Раковина была тяжелая и теплая. Я рассматривал ее, покачивая на ладони. И не знаю, почему так получилось: подвел какой-то мускул или нерв – ладонь вздрогнула слишком сильно, и раковина соскользнула.
Прежде чем рапана долетела до земли, я представил, как на плитах тротуара она рассыплется на осколки. И погаснет ее желтый огонек, и оборвется шум. Так бы и случилось, но Ленька успел подставить ногу. Раковина мягко ударилась о коричневые ремешки сандалии и невредимая откатилась по твердому песчанику.
Мы тихонько вздохнули и посмотрели друг на друга. Потом я поднял рапану. На ней не было даже трещинки.
– Не ушиб ногу?
– Не-ет, – небрежно ответил Ленька и покачал ступней.
Только сейчас я понял, что он в новой обуви – в кожаных плетеных босоножках.
– В таких уж не погоняешь банку, – сказал я просто так, чтобы не угас разговор.
Ленька чуть улыбнулся, глядя в сторону, потом коротко и серьезно взглянул на меня.
– Да я не гонял… Я так сказал, просто… Ну, понимаете, не всегда ведь будешь все объяснять.
– Конечно, – вздохнул я с легкой обидой на его недоверие.
Но у Леньки не было недоверия. По крайней мере теперь. Он объяснил со скрытой улыбкой:
– Это они оторвали, когда искали один тайный документ. Это игра такая. Я спрятал, а они угадывали, где спрятано. Я думал, не угадают, прибил вчера под подошву, а они догадались, ну и пришлось отрывать…
–«Они» – это кто? Твои октябрята?
– Ну да…
Я засмеялся:
– Слушай, а не оторвут они тебе когда-нибудь голову? Видно, люди это скорые и решительные.
– Нет, – уверенно ответил он. – Не оторвут, если я не разрешу… А сегодня игра такая, – повторил он. – Они искали документ, чтобы знать, что будем делать в воскресенье.
– Узнали?
– Конечно, раз нашли.
– А ты бы его зашифровал еще для интереса.
– А там нечего зашифровывать. Вот… – Он вытащил из кармана мятый бумажный прямоугольничек, широко закрашенный по краям синими чернилами.
– И это все? – удивился я.
– Да…
– Какой-то тайный знак?
Тогда слегка удивился Ленька.
– Это же флаг отхода. Разве вы не знаете? Это значит, что пора собираться в дорогу.
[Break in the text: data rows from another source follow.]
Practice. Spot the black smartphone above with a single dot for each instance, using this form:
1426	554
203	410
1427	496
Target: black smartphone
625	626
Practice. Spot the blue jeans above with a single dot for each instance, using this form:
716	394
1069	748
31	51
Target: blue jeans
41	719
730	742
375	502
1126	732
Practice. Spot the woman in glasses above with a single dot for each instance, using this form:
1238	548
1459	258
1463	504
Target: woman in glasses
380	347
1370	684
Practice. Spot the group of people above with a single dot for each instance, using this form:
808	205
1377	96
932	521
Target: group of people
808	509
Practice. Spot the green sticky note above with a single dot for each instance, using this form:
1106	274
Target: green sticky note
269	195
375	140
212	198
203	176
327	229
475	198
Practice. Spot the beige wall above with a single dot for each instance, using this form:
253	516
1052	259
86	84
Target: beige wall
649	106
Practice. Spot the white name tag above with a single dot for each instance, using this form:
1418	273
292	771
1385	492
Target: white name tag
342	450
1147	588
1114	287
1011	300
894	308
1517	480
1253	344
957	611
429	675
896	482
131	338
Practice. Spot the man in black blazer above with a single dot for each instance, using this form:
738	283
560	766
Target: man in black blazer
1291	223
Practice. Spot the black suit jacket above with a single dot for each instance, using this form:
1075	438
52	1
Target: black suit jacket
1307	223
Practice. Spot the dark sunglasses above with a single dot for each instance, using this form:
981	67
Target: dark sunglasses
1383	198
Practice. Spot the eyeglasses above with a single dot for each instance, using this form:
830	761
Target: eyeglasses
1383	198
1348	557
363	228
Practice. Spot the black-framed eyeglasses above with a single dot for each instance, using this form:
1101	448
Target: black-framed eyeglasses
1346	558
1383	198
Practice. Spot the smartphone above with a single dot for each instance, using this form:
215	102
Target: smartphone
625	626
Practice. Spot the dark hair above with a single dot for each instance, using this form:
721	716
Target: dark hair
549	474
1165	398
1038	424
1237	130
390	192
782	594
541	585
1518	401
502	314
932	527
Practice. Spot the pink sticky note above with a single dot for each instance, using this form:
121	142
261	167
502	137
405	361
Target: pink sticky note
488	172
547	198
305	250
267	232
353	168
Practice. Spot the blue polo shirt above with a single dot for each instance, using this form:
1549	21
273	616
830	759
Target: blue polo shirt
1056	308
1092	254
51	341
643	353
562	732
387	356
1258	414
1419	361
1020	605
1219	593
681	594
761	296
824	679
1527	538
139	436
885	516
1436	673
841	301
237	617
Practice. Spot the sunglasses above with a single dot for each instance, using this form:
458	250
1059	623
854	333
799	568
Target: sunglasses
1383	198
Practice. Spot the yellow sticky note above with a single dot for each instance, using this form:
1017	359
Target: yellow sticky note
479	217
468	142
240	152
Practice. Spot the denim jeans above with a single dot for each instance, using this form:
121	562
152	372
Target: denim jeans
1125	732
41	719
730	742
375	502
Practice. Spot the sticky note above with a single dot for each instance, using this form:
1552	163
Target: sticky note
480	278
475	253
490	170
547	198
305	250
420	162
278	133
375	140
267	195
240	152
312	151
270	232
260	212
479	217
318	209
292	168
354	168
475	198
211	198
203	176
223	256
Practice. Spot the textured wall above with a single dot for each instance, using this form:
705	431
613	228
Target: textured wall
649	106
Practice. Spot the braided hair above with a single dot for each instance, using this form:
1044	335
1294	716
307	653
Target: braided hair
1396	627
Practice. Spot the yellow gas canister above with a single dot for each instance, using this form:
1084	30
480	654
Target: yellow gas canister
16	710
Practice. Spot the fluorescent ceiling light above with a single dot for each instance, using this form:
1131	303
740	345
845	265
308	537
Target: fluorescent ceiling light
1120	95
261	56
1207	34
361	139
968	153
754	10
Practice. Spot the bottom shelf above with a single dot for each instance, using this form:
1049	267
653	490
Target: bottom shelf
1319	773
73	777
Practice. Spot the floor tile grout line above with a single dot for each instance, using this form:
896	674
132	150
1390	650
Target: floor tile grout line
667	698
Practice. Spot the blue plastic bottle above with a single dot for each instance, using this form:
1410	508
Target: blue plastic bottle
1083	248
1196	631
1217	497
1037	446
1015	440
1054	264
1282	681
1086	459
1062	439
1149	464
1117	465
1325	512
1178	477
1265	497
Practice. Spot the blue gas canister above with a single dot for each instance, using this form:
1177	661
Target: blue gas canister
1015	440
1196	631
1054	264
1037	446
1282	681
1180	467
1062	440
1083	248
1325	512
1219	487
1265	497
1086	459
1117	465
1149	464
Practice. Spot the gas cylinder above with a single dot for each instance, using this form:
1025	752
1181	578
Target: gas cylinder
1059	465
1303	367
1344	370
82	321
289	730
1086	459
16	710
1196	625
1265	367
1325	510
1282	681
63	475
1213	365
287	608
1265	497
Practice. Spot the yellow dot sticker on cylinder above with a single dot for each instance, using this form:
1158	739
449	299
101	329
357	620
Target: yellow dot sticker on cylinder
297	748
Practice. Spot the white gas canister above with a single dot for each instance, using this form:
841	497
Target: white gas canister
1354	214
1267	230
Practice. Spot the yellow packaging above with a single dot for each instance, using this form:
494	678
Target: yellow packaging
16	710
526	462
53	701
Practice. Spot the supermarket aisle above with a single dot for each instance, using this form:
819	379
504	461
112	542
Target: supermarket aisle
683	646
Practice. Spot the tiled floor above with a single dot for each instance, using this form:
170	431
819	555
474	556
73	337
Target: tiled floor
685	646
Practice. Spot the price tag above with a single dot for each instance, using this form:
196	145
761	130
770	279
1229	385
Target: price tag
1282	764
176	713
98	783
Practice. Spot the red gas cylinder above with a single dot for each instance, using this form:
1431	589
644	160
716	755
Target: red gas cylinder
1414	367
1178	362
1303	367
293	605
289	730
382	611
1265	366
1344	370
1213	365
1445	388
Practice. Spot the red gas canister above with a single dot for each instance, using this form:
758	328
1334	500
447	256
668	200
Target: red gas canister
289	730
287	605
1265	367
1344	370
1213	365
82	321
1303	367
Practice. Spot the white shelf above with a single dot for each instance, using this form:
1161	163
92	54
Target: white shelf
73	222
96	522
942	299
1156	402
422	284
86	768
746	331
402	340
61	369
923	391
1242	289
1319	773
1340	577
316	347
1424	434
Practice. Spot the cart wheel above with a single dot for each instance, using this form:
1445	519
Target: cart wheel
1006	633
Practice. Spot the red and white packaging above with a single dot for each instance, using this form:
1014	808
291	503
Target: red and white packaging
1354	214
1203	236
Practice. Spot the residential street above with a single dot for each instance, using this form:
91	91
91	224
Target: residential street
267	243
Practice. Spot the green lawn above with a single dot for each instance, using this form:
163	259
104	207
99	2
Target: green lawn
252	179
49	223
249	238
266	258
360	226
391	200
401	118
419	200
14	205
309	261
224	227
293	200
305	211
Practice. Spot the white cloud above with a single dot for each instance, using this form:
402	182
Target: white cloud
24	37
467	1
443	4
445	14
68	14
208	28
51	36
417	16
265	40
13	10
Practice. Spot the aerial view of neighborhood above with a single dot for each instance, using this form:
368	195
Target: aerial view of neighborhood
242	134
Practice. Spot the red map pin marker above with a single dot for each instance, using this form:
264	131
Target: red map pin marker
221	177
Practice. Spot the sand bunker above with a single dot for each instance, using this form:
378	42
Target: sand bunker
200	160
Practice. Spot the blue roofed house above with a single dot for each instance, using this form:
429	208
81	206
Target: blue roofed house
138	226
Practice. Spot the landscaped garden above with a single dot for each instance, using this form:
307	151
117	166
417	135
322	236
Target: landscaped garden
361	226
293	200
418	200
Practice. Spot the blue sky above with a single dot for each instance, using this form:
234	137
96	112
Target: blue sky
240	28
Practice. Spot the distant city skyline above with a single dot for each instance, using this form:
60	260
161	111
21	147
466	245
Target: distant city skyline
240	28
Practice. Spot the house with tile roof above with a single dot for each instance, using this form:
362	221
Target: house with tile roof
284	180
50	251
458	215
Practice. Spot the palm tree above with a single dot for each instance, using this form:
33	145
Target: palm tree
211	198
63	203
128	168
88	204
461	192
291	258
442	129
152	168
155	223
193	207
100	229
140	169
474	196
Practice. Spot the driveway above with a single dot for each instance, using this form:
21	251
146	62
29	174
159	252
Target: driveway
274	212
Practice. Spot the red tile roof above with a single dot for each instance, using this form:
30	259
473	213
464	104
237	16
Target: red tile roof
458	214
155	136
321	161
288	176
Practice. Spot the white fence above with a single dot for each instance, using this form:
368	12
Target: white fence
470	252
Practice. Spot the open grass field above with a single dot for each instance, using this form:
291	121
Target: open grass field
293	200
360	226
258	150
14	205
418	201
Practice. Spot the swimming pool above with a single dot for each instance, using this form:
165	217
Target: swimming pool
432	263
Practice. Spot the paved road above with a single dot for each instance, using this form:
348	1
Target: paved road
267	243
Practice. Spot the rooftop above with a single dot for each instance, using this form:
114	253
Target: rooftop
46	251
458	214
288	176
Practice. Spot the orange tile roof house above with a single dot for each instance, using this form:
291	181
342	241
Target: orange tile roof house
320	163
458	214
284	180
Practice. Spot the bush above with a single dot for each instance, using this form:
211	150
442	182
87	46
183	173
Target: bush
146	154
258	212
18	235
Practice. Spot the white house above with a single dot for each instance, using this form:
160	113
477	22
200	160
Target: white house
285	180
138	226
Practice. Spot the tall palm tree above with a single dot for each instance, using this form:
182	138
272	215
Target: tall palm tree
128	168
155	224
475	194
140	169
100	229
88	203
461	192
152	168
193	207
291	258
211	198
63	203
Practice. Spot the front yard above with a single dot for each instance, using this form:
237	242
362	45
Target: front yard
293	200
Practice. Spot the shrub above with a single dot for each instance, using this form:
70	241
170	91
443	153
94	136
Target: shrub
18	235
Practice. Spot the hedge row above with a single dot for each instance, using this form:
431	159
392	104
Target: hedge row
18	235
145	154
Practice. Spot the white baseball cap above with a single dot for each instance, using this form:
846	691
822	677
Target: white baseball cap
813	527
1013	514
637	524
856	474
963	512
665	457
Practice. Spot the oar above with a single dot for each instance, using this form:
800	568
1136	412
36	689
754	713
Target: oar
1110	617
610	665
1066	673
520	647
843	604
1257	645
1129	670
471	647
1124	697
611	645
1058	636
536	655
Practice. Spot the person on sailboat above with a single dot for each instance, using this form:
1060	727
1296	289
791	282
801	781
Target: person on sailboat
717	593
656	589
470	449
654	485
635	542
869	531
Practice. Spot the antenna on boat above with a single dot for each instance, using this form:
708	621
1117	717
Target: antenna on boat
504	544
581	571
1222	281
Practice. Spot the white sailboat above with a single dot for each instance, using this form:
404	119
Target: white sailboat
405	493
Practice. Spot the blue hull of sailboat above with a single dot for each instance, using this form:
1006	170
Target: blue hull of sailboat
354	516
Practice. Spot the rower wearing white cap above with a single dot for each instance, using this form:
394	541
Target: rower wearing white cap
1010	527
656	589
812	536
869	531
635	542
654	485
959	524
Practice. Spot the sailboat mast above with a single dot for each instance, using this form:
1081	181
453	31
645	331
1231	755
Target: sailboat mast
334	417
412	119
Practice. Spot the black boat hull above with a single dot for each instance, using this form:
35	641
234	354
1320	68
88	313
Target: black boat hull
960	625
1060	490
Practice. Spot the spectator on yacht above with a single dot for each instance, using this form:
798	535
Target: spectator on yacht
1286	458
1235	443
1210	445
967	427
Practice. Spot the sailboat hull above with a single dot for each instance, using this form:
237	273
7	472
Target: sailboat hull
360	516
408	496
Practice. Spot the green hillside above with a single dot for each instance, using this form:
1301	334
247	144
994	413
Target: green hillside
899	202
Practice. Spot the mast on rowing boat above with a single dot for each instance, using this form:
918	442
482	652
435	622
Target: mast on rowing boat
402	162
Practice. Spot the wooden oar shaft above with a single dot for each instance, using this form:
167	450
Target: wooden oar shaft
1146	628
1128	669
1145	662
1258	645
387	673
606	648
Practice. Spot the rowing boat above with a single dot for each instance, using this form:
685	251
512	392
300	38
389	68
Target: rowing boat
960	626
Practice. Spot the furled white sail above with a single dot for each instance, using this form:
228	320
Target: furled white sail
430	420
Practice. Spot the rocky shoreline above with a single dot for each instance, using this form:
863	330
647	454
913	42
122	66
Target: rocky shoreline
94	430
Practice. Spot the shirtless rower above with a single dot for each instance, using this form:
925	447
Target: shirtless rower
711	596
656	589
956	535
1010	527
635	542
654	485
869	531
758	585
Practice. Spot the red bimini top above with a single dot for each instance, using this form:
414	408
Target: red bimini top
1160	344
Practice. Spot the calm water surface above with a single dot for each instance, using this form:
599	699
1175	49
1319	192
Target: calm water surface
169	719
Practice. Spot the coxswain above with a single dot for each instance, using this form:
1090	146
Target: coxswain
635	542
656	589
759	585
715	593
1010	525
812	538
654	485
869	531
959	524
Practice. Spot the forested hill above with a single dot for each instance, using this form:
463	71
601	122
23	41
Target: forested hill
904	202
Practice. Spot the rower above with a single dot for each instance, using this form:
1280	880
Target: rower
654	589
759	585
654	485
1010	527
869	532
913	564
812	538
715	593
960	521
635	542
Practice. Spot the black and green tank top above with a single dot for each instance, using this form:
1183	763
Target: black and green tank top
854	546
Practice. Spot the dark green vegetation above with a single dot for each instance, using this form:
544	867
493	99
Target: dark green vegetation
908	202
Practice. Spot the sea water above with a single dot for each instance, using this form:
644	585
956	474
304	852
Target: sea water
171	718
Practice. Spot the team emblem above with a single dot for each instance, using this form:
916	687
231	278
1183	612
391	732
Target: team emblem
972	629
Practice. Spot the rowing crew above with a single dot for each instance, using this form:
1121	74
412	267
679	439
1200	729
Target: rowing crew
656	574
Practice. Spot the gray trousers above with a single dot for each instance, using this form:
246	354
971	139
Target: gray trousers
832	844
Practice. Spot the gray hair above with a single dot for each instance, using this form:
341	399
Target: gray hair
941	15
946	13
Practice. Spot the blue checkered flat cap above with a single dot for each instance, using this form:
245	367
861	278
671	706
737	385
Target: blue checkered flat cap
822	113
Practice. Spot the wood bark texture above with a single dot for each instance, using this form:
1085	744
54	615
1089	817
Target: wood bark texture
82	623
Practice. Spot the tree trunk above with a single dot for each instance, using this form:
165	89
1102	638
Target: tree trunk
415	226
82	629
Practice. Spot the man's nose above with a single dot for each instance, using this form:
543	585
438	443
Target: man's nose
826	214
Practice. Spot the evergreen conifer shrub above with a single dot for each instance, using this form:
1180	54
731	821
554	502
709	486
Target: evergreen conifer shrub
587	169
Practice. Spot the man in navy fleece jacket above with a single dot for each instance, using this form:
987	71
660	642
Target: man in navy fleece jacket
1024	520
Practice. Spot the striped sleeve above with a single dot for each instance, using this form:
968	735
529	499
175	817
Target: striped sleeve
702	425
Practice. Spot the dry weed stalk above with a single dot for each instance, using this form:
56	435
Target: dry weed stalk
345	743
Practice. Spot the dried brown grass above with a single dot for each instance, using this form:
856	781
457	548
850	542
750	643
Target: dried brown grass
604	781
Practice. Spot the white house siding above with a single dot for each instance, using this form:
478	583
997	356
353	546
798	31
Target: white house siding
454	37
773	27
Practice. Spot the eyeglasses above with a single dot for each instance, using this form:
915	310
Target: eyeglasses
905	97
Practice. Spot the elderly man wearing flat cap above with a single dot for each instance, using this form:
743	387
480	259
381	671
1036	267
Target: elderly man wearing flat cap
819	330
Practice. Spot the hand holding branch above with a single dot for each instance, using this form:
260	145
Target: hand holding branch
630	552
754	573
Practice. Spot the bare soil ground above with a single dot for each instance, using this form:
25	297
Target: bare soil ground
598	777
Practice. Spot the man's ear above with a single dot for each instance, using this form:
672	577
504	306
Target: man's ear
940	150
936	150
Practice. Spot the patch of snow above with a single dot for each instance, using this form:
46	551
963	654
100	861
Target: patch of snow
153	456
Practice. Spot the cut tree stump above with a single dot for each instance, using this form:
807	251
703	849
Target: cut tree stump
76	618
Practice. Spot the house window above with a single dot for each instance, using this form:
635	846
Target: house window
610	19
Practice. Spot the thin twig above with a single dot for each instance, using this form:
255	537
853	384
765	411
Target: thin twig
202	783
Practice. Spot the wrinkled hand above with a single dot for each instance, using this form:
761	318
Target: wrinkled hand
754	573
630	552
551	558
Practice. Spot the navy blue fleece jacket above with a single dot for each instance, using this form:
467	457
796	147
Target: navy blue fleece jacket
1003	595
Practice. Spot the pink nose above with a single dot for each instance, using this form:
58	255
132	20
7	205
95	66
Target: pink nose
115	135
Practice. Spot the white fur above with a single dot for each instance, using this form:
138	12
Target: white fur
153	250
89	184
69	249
У нас будет поход.
Я тогда еще не командовал морским отрядом «Каравелла», не разбирался во флотских сигналах и не знал, что такое флаг отхода.
– Это буква «П» в Международном своде сигналов, – объяснил Ленька. – Такой флаг поднимают на кораблях, когда они собираются уходить в море. Разве вы не видели?
– Нет… Я еще Очень многого не видел. Я первый день у моря. Так уж получилось…
– Ну, вы еще увидите! – весело пообещал Ленька.
…Он оказался прав. Эти флаги я увидел на следующее утро над большими теплоходами на Северном рейде. Синие флаги с белыми прямоугольниками в центре. Они рвались по ветру отчаянно и весело, и сразу становилось ясно, что у моря не кончаются, а только начинаются дороги.
Ленькину раковину я не сохранил. Она перепуталась с другими, которые в те дни выловил в Артиллерийской бухте (тогда там на месте нынешних пассажирских причалов еще торчали деревянные зеленые сваи, а на высоком берегу не было ни похожего на корабль Института биологии южных морей, ни белого громадного обелиска). Потом я все эти раковины раздарил дома знакомым мальчишкам. И не жаль было. У меня сохранилось более ценное – память о первом дне в Севастополе и о двух встречах с Ленькой.
Он был первым человеком, с которым я познакомился в этом городе. Впрочем, была еще старушка, хозяйка комнаты, но она думала о квартирной плате, а Ленька был бескорыстен в стремлении разделить со мной свои радости.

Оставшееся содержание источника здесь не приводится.